AUTHOR=Xia Zhi , Rong Xueyao , Dai Ziyu , Zhou Dongbo TITLE=Identification of Novel Prognostic Biomarkers Relevant to Immune Infiltration in Lung Adenocarcinoma JOURNAL=Frontiers in Genetics VOLUME=13 YEAR=2022 URL=https://www.frontiersin.org/journals/genetics/articles/10.3389/fgene.2022.863796 DOI=10.3389/fgene.2022.863796 ISSN=1664-8021 ABSTRACT=

Background: Programmed death ligand-1 (PD-L1) is a biomarker for assessing the immune microenvironment, prognosis, and response to immune checkpoint inhibitors in the clinical treatment of lung adenocarcinoma (LUAD), but it does not work for all patients. This study aims to discover alternative biomarkers.

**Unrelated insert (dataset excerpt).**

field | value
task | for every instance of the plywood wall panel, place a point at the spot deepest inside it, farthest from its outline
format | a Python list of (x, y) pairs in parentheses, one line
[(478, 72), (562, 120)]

Methods: Public data were obtained from The Cancer Genome Atlas (TCGA) and Gene Expression Omnibus (GEO). Weighted gene co-expression network analysis (WGCNA) and gene ontology (GO) were used to determine the gene modules relevant to tumor immunity. Protein–protein interaction (PPI) network and GO semantic similarity analyses were applied to identify the module hub genes with functional similarities to PD-L1, and we assessed their correlations with immune infiltration, patient prognosis, and immunotherapy response. Immunohistochemistry (IHC) and hematoxylin and eosin (H&E) staining were used to validate the outcome at the protein level.

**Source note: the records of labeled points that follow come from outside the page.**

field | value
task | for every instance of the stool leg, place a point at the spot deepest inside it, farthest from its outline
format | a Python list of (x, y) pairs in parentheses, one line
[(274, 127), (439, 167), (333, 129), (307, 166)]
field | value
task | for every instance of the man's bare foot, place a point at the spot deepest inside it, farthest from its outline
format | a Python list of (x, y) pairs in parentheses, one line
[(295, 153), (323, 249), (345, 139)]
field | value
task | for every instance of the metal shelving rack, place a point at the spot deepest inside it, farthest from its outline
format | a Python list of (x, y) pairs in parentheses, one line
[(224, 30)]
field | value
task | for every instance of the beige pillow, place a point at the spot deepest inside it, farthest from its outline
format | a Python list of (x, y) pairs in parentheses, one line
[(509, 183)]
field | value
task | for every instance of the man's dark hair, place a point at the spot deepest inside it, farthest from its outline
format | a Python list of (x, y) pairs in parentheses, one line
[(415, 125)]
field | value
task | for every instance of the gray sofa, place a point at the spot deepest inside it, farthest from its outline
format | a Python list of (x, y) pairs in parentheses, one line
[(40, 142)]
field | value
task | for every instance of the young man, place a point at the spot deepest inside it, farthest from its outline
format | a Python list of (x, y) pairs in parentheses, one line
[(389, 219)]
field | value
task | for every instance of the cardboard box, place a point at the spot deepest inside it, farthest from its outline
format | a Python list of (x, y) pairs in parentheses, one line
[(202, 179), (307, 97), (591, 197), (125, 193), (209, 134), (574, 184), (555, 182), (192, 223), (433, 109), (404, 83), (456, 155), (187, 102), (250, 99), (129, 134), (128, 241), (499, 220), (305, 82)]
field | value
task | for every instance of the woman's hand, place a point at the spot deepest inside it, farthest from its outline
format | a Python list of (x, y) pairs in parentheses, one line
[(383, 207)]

Results: We identified an immune response–related module, and two hub genes (PSTPIP1 and PILRA) were selected as potential biomarkers with functional similarities to PD-L1. High expression levels of PSTPIP1 and PILRA were associated with longer overall survival and rich immune infiltration in LUAD patients, and both were significantly high in patients who responded to anti–PD-L1 treatment. Compared to PD-L1–negative LUAD tissues, the protein levels of PSTPIP1 and PILRA were relatively increased in the PD-L1–positive tissues, and the expression of PSTPIP1 and PILRA positively correlated with the tumor-infiltrating lymphocytes.

Conclusion: We identified PSTPIP1 and PILRA as prognostic biomarkers relevant to immune infiltration in LUAD, and both are associated with the response to anti–PD-L1 treatment.